LA PEAU DU PERSONNAGE

Article publié dans la Lettre n° 220


LA PEAU DU PERSONNAGE de Phillip Craig. Mise en scène Gérard Hernandez avec Patrick Guillemin.
Le public attend dans le théâtre. Sur scène, une table juponnée de velours cramoisi avec une carafe et un verre d’eau. Tout est prêt pour le conférencier. Des bruits de sirène, des éclats de voix policières, puis le silence. Un homme surgit de sous la table. L’homme traqué se confie au public médusé. Sador Kronski n’est pas un évadé comme les autres. Il est un personnage de fiction en fuite d’un mauvais roman en cours d’écriture par l’infâme Jules Jérôme Barbarin. Les auteurs n’inventent pas leurs personnages. Ils les kidnappent dans un monde parallèle, les implantant contre leur gré dans les livres. Ces êtres sans scrupules, les romanciers, sont de vrais négriers. Sador Kronski s’insurge contre cette dictature. Ainsi, son amie Madeleine, jeune accouchée, qui perd son bébé car il est propulsé dans un livre. Et les Thénardier, des gens charmants. A bas les auteurs! A bas les conditions de détention romanesques. Sador réagit violemment, il s’énerve très vite. Dans sa fuite, il rencontre des « personnages réels» de l’autre monde. Ils sont étranges, du professeur Ravenstein, l’éminent psychiatre à madame Grafeville, la bibliothécaire de la Grande Bibliothèque Universelle et Temporelle ou bien l’inquiétant Anatoli. Sador est pourchassé par l’A.P.C, la police culturelle et son dangereux chef aux lunettes noires. Mais, Qui est Sador? un fou, un meurtrier ou la victime d’un plumitif?
Ce spectacle est né de la rencontre de Patrick Guillemin, las des étiquettes qu’on lui colle au dos, et de Phillip Craig. Le comédien a demandé à l’auteur de transformer sa nouvelle en pièce de théâtre. Cet essai est une pleine réussite. Ce récit surréaliste est fascinant, tant pour son originalité que par la qualité du texte. Gérard Hernandez, qui a mis en scène Arrabal, était le complice idéal.
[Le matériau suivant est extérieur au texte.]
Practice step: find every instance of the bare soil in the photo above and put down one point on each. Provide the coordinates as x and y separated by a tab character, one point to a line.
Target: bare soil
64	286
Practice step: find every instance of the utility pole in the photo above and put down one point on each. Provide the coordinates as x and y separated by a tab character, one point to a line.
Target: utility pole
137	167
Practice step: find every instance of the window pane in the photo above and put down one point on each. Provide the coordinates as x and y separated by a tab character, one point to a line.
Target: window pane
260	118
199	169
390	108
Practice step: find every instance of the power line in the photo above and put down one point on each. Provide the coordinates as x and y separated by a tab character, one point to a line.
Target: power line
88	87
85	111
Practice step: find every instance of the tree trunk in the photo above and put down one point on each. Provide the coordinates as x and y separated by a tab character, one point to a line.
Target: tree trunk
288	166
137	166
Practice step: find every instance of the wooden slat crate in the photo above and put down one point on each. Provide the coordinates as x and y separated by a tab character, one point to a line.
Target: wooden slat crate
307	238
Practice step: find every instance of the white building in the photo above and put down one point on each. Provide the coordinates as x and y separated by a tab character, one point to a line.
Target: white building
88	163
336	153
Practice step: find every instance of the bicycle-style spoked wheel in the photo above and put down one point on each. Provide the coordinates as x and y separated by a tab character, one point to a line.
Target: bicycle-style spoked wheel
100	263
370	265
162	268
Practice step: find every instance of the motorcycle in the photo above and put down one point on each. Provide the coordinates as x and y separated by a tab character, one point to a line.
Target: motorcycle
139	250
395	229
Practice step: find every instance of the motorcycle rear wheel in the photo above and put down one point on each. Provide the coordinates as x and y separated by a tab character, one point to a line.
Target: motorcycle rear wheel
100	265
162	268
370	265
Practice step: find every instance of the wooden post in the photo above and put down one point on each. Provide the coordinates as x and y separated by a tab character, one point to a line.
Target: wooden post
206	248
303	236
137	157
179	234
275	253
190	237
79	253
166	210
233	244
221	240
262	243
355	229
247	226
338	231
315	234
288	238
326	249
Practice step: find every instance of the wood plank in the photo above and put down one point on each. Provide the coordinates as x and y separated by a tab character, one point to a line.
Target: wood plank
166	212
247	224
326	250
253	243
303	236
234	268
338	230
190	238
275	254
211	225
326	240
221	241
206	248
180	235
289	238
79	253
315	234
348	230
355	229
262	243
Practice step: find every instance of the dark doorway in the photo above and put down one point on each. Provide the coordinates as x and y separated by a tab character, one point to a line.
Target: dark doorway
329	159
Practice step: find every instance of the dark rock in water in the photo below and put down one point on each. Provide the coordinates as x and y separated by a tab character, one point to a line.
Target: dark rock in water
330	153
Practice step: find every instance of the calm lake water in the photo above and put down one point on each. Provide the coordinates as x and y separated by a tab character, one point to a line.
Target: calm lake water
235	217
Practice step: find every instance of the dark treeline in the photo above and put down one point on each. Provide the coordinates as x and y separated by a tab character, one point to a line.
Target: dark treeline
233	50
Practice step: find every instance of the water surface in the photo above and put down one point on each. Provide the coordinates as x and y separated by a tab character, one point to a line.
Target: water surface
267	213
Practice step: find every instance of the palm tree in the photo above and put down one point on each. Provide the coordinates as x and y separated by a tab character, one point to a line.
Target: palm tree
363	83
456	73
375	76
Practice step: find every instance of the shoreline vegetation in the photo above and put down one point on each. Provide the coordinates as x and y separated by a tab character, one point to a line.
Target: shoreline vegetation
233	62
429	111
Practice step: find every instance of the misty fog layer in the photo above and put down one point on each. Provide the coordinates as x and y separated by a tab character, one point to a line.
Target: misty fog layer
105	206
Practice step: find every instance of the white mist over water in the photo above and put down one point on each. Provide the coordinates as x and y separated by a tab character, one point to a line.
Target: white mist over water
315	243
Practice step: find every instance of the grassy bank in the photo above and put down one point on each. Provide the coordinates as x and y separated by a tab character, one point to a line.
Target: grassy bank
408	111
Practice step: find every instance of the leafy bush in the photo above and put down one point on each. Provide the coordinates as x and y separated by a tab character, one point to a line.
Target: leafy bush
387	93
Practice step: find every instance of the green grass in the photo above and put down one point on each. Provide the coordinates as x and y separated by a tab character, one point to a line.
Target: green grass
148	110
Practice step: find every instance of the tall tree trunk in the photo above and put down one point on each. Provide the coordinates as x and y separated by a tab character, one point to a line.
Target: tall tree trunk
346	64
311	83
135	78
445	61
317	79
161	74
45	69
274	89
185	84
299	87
Patrick Guillemin a pris le parti d’interpréter tous les rôles. Avec une maestria étourdissante, il passe du loubard à la vieille fille. Il endosse toutes les peaux de ses personnages avec un égal bonheur. Son regard bleu acier, enjôleur ou terrifiant, nous entraîne dans un univers décalé. Ce spectacle enthousiasmera tous les amoureux de la littérature, de la bande dessinée et du fantastique, dont le seul défaut est une immense qualité: il semble court. Sentier des Halles 2e.